Billy Karlsson is a disgruntled hospital porter; an urban Raskolinikov; an existentialist powder keg waiting to explode. An angry young man who has hatched a plan to blow up a hospital in order to vent his revenge on the world. But there are one or two obsticles in his way, the biggest being that he isn’t real. Karlsson is, in fact, a charcter in a long-shelved, unfinished, black novel by writer Declan Burke.
And Burke really has no plans to resurrect that novel or the character of Billy Karlsson. He’s a father now. A successful writer of comic crime novels. He’s happy. The bile and the bitterness that caused him to create Karlsson have melted away in the warmth of fatherhood.
Which does not make Billy very happy at all. And so he tracks down Burke and persuades -cajoles- him to bring him back to life. And he does.

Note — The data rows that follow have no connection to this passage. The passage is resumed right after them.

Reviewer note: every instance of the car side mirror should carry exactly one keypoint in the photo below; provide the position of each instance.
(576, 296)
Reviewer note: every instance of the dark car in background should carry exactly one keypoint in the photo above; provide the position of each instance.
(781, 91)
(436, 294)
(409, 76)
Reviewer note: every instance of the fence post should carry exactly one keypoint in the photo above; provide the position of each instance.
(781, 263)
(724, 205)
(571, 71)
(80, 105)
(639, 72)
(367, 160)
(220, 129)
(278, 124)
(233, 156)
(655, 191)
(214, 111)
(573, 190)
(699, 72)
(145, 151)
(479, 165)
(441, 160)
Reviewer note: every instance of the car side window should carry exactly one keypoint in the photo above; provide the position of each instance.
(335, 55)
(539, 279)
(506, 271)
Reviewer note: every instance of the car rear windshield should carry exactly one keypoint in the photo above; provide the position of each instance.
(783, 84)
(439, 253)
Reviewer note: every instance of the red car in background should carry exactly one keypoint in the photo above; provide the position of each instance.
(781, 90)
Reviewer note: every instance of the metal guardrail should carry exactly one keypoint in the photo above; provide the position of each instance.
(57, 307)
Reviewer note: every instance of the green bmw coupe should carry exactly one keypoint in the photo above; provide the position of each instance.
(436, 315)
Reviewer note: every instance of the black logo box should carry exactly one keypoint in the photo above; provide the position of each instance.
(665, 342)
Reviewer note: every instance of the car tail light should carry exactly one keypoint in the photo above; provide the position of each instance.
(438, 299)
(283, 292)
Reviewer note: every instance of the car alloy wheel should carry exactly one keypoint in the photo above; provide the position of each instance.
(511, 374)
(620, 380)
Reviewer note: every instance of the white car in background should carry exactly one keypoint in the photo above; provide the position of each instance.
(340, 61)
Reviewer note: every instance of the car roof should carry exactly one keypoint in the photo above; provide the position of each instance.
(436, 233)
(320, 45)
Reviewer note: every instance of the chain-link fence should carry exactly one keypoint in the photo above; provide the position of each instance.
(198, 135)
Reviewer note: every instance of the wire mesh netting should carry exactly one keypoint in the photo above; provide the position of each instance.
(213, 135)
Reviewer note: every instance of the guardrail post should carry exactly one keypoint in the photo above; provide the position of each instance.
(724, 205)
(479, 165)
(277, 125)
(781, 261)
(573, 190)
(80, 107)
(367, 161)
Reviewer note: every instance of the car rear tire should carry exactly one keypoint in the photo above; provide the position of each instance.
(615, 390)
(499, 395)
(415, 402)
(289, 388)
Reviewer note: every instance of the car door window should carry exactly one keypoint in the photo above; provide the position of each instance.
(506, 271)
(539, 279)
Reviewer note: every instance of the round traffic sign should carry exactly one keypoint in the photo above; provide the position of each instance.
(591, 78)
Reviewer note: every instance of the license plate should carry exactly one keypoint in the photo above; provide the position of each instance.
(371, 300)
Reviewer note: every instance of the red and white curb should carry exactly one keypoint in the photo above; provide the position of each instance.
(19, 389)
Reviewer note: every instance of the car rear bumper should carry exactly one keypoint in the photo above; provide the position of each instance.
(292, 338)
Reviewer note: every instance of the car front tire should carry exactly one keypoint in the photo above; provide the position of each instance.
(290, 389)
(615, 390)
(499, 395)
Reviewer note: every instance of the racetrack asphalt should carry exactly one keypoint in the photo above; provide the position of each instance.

And this is Absolute Zero Cool.
Absolute Zero Cool is probably an example of meta-fiction or post modernism or something or other. I really wouldn’t know about that.
What I do know is that is a very clever novel that could be annoying and smart arse in the wrong hands.
However, AZC is in the right hands. The same capable hands that created the classic comic crime double header of The Big O and Crime Always Pays. The hands of a master storyteller. And with those hands, Declan Burke has crafted an exciting, hilarious, thoughtful and moving story that will surely stand up to- and deserve-a lot of re-reading. I’ve read a lot of cracking novels this year but Absolute Zero Cool is my favorite.And it could well be yours, too.
I’ve been meaning to read one of Declan’s books for awhile now, in fact I recently rescued “Eightball Boogie” from the depths of my TBR pile and hope to read it before the end of the year.